I put D40749 <https://reviews.llvm.org/D40749&gt; up for review. It's only a
NFC and adding the Must bit can be rebased on top of it.

It does not do full replacement of bit-wise operations across all AAs, but
I'm hoping to get some feedback on the approach, and I can update the patch
to add the changes for the other AAs.

Thanks,
Alina

> In your new proposal, doing & on the result of getModRef() may yield
unexpected results.
Agreed. I made the change I proposed locally, and, while it
simplifies some cases, it makes other bit-wise operations look unintuitive.

> Maybe we should just hide all that in inline functions or something
and make it an enum class
Noted, and looking into this option. Hoping a couple of static functions
(e.g. mods(), refs(), isMust(), addMust()) will be more intuitive than the
bit-wise ops.
Should also make it easier to understand and prove.

All,

I put D40749 <https://reviews.llvm.org/D40749&gt; up for review. It's only a
NFC and adding the Must bit can be rebased on top of it.

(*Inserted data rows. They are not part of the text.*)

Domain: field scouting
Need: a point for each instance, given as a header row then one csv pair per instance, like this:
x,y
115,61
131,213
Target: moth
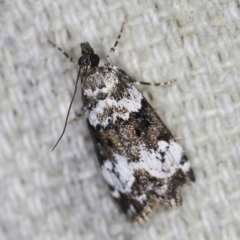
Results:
x,y
140,160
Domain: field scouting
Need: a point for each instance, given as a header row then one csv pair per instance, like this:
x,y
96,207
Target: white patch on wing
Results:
x,y
119,174
121,108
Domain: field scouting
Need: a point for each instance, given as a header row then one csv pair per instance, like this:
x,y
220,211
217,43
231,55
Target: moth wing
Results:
x,y
140,160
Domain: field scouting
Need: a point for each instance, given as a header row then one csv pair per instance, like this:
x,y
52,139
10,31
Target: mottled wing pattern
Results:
x,y
139,158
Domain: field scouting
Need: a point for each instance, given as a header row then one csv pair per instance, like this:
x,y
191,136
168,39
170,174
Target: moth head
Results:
x,y
88,57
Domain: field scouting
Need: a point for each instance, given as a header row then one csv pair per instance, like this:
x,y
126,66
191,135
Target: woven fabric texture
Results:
x,y
61,194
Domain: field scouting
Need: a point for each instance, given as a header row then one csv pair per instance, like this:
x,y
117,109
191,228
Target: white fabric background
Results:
x,y
61,194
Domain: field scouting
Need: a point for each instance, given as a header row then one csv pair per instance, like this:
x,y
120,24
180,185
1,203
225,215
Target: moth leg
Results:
x,y
153,84
178,138
64,53
77,117
116,43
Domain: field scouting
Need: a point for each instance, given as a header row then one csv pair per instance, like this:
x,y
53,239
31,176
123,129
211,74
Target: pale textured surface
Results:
x,y
61,194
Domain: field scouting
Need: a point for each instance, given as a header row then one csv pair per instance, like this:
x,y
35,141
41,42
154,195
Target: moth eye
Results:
x,y
138,132
80,61
183,159
110,143
94,59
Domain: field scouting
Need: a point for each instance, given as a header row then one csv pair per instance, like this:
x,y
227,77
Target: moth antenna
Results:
x,y
69,108
62,51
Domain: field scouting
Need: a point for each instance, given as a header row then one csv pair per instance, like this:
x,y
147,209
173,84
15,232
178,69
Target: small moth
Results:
x,y
140,160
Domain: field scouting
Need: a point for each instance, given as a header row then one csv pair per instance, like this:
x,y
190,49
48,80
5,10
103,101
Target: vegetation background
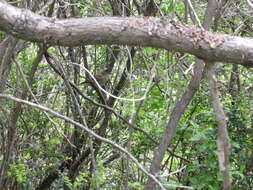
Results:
x,y
41,151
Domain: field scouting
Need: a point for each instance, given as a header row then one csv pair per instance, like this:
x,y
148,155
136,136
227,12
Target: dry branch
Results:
x,y
140,31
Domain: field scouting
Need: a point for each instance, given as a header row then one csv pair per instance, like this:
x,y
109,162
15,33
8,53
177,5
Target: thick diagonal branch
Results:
x,y
141,31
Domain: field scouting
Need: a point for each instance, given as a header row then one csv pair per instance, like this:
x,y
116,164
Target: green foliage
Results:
x,y
18,172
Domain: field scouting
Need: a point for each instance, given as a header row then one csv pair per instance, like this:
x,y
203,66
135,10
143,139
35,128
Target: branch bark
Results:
x,y
141,31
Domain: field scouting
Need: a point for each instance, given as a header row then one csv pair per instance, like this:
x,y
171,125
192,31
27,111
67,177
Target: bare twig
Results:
x,y
89,131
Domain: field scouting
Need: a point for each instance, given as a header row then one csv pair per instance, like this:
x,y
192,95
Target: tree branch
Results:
x,y
141,31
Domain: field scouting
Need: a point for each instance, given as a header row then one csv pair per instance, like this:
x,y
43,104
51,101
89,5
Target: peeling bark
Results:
x,y
140,31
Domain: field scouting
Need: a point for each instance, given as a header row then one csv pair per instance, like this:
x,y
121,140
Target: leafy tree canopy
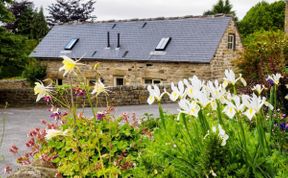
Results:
x,y
221,8
263,17
5,14
14,52
64,11
28,22
265,53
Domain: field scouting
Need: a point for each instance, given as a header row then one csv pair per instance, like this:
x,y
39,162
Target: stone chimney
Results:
x,y
286,17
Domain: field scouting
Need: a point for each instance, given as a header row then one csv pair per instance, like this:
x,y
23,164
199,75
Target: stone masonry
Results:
x,y
135,73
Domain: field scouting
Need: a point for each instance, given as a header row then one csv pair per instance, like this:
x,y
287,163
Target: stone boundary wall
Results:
x,y
15,84
118,96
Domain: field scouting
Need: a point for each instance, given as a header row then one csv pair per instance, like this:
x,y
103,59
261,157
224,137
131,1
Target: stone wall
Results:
x,y
224,57
135,73
118,96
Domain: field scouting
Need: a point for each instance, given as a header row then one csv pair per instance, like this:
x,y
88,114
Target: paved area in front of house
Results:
x,y
18,122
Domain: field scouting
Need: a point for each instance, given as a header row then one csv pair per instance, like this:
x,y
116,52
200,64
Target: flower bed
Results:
x,y
217,132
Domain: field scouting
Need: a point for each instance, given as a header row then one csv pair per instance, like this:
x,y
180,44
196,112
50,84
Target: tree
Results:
x,y
40,26
263,17
221,8
265,53
28,22
14,52
5,14
64,11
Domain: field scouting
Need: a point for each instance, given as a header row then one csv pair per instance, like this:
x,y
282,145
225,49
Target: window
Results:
x,y
71,43
92,82
59,82
162,45
152,81
119,81
231,41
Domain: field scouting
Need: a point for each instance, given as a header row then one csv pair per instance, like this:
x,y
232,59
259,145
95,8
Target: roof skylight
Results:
x,y
71,44
162,45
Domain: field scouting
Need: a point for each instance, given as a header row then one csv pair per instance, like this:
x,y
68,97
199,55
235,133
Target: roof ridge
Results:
x,y
150,19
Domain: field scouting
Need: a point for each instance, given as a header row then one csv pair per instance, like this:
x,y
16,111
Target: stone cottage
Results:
x,y
144,51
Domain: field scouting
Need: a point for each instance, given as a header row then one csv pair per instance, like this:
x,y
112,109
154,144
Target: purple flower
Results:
x,y
100,115
56,114
79,92
284,126
47,99
271,82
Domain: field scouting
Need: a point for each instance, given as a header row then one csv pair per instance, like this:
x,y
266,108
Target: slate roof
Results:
x,y
192,40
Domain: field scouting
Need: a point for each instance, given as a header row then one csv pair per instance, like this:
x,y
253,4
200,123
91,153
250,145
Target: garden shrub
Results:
x,y
265,53
217,132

It does not do full replacement of bit-wise operations across all AAs, but
I'm hoping to get some feedback on the approach, and I can update the patch
to add the changes for the other AAs.

Thanks,
Alina

Following D40933 <https://reviews.llvm.org/D40933&gt;, ModRefInfo is an enum
class.
Since this change is potentially disruptive, I will wait pushing the patch
adding the Must bit until this change is sure to stick.